KK states arise only in non-prime orbifolds with large extra dimensions.

Threshold corrections include Wilson line effects and differ from field theory predictions.

GSO projection conditions are relaxed above the compactification scale.

Abstract

Analyzing the one-loop partition function, we discuss possible Kaluza-Klein (KK) states in the orbifold compactification of the heterotic string theory, toward the application to the threshold correction. The KK massive states associated with (relatively) large extra dimensions can arise only in non-prime orbifolds.

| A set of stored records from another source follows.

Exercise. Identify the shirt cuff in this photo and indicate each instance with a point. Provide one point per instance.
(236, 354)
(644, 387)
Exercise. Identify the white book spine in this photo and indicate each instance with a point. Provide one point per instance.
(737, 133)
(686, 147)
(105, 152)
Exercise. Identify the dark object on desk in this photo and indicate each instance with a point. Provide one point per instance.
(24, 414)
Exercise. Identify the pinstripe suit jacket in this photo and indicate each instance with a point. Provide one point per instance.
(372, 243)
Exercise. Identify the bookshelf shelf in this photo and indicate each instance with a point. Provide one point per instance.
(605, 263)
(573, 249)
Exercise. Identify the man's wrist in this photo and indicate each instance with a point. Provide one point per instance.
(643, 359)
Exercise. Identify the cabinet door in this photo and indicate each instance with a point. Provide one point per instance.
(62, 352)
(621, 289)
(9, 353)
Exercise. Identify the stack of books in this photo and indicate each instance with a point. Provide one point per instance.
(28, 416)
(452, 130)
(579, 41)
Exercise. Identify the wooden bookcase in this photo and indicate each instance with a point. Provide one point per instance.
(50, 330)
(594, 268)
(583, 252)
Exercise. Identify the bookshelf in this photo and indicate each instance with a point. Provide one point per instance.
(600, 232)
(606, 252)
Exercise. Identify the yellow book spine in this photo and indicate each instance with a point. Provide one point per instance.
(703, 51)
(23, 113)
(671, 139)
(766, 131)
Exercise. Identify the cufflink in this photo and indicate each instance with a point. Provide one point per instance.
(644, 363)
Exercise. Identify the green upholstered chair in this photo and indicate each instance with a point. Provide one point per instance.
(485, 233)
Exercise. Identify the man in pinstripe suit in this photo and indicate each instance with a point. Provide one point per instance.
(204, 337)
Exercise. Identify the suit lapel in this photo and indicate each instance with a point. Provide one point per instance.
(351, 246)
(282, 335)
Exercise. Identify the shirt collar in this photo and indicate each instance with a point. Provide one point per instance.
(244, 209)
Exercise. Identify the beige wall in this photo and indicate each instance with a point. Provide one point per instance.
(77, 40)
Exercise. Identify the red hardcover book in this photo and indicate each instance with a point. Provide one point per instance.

The GSO projection condition by a shift vector $V^I$ is somewhat relaxed above the compactification scale 1/R. We also present the other condition on Wilson line $W$, $P\cdot W={\rm integer}$. With the knowledge of the partition function, we obtain the threshold corrections to gauge couplings, which include the Wilson line effects. We point out the differences in string and field theoretic orbifolds.